Leaders Commit to Developing a Cure for Dementia at G8 Dementia Summit
Thursday, 12th December 2013
Published 12 December 2013.
Health ministers from around the world have met in London at a G8 Dementia Summit at which they have committed to developing a cure or treatment for the condition by 2025.
The G8 has recognised dementia as “an increasing threat to global health” with the number of sufferers expected to treble to 135 million people by 2050. It also highlighted the need to “develop a co-ordinated international research action plan” and to “strengthen efforts to stimulate and harness innovation and to catalyse investment at the global level.”

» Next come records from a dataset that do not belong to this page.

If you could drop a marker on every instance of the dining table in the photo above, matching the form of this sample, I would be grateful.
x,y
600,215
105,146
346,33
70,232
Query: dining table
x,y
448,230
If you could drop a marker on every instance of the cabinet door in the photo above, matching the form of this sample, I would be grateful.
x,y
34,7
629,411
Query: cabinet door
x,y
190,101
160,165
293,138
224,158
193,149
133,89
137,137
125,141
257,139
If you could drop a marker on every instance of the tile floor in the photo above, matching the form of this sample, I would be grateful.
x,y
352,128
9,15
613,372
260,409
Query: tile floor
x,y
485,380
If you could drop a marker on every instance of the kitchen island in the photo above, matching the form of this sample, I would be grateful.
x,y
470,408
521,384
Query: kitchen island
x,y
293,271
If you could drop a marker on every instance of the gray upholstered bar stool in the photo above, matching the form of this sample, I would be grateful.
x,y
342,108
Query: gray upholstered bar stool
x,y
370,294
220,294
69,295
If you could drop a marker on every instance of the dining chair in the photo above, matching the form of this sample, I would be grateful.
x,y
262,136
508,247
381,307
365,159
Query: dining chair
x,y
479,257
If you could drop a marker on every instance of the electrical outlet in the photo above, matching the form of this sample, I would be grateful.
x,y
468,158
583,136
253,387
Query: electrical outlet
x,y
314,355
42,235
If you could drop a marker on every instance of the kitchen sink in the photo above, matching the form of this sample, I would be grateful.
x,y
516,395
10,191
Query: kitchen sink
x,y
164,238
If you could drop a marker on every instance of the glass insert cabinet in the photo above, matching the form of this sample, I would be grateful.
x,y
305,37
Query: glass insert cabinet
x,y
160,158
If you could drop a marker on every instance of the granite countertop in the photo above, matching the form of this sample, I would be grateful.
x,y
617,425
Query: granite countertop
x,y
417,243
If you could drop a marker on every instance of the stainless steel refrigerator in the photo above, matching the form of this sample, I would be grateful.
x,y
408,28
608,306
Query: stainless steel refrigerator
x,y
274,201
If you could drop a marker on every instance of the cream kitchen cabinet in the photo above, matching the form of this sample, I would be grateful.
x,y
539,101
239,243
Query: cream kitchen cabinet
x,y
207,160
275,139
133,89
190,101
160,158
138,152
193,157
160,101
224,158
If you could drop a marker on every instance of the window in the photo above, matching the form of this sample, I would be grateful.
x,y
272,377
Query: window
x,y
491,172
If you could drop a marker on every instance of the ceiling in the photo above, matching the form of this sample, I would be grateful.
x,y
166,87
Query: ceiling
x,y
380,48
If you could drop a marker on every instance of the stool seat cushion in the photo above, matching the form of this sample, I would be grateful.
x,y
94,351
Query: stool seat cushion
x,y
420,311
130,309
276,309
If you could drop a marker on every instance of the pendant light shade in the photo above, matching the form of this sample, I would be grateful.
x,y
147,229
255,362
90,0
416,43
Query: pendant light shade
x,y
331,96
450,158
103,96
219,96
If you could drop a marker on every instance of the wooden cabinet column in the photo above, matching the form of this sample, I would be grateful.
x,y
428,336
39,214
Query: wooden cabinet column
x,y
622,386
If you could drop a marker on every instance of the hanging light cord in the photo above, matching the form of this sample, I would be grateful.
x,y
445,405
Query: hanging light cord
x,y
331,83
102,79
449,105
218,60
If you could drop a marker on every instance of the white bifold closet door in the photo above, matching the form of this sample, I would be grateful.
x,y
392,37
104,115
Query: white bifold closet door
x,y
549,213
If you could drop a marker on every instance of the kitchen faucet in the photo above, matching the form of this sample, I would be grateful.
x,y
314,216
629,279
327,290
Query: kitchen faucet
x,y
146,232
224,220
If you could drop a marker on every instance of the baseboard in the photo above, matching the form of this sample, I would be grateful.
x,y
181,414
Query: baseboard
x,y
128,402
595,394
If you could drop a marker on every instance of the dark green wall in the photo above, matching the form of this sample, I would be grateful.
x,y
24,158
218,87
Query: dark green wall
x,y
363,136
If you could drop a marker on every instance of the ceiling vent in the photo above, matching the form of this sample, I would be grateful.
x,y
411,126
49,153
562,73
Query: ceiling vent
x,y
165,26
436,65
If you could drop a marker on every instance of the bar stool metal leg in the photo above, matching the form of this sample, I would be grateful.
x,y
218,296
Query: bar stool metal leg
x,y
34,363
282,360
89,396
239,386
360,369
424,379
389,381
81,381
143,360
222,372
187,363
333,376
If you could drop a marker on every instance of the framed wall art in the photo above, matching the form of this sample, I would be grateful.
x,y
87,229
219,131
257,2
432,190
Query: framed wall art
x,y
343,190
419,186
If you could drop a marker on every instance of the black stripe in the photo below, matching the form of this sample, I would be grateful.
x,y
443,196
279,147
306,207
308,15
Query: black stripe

Dementia currently has a global cost of approximately £370 billion. However, in the UK only £52 million of government money goes into dementia research each year, compared to £267 million for cancer research. David Cameron has called on industry and charities to commit more funding to research into dementia and indicated that the UK government would boost annual funding to £132 million by 2025. He also called for a “significant increase in overall dementia research” from other countries at the Summit.
The Alzhiemer’s Society provided the following comment: “Today the UK has demonstrated global leadership on tackling dementia. We have committed to a global plan, better support for people with dementia through research and the Prime Minister has agreed to narrow the funding gap between dementia and cancer research – something we have long campaigned for. Charities will play an important role in making this happen and today, Alzheimer’s Society has pledged a minimum of £100 million over the next decade to dementia research.
“Dementia has come out of the shadows and is centre stage – but we must ensure G8 has a lasting legacy. The governments’ have all committed to updating progress on research biannually, but every month counts for the millions of people living with dementia worldwide.”